Já a história da cadeira elétrica é bem mais recente. No fim do século XIX, Thomas Edison patenteou a lâmpada e os dispositivos cinematográficos nos EUA, enquanto fazia lobby junto ao governo americano para dar início ao mercado da eletrocussão. A execução de prisioneiros usando eletricidade é um marco da vida moderna, de uma sociedade em plena Revolução Industrial e exemplo de uma evolução tecnológica, econômica e social (“God bless America“).
Nesse momento histórico, os artesãos deixam de produzir cadeiras e passam a operar máquinas. A tecnologia traz consigo a separação entre aqueles que fazem as máquinas funcionarem (funcionários) e aqueles que patrocinam as máquinas (patrões). Os patrões também detêm o conhecimento científico aplicado na produção de cadeiras, desde a escolha e pesquisa da madeira e materiais adequados, passando pela produção serializada, e chegando à venda do produto final, distribuída em escala mundial. Os funcionários sabem se sentar na cadeira e apertar botões.
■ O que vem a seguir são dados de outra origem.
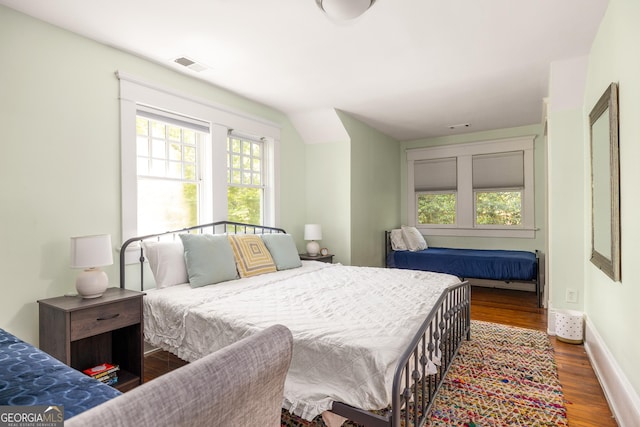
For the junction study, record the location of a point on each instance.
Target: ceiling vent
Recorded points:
(459, 126)
(190, 64)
Contudo, outra revolução surgiu de tanto apertar botão: a Revolução Digital. Com ela, veio o computador, a interface gráfica, a Internet, as redes sociais e, também, o motivo deste texto, a fabricação digital. Alguns talvez tenham em mente a tão comentada impressora 3D, como exemplo do que vem a ser a tal fabricação digital. Na realidade, o conceito é um pouco mais robusto e abarca todo um novo tipo de produção que usa ferramentas controladas por computador para transformar projetos digitais em objetos físicos. É a exploração da fronteira entre a Ciência da Computação e a Ciência Física, como gosta de definir o Prof. Neil Gershenfeld, diretor do Center for Bits and Atoms do MIT. Gershenfeld é professor e coordena a disciplina How to Make (Almost) Anything. Desde 2001, trabalha com o tema de fabricação digital e é um dos pioneiros do projeto FabLab.
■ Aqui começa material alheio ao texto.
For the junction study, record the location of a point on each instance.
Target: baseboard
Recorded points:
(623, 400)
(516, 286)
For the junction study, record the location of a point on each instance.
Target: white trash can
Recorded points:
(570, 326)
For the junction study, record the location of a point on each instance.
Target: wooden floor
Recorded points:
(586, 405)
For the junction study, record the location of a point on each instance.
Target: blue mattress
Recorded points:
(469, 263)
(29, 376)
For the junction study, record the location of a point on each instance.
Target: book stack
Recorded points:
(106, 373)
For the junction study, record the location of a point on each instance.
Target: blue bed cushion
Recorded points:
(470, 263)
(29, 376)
Inicialmente, a computação revolucionou o modo de produção com as ferramentas CAD (computer-aided design). Era possível representar o desenho de uma cadeira em um mundo gráfico de bits. A computação passou de representação do projeto para ferramenta do projeto com o advento das ferramentas CAM (computer-aided manufacturing), incluindo as instruções para as máquinas de Computer Numerical Control (CNC). Essas máquinas recebem uma informação numérica a partir do arquivo de design e são capazes de cortar e fresar o material para chegar à forma almejada. Esse tipo de produção é conhecida como substrativa e conta também com outros tipos de maquinário, como cortadora a laser, a plasma (para chapas metálicas) ou a jato de água. Essas tecnologias, de modo geral, não estão facilmente disponibilizadas para o público em geral, pelo menos não tanto quanto uma outra, cujo modo de produção ocorre por adição de material, a impressora 3D.
Para adquirir uma impressora 3D, basta entrar em uma das páginas dos fabricantes, como o MakerBot e a Felix ou a da versão brasileira Metamáquina. Nós, aqui em casa, montamos a nossa junto com a comunidade RepRap, de Barcelona. A ideia geral é que a impressora possa imprimir suas peças-chave e ser autorreplicante.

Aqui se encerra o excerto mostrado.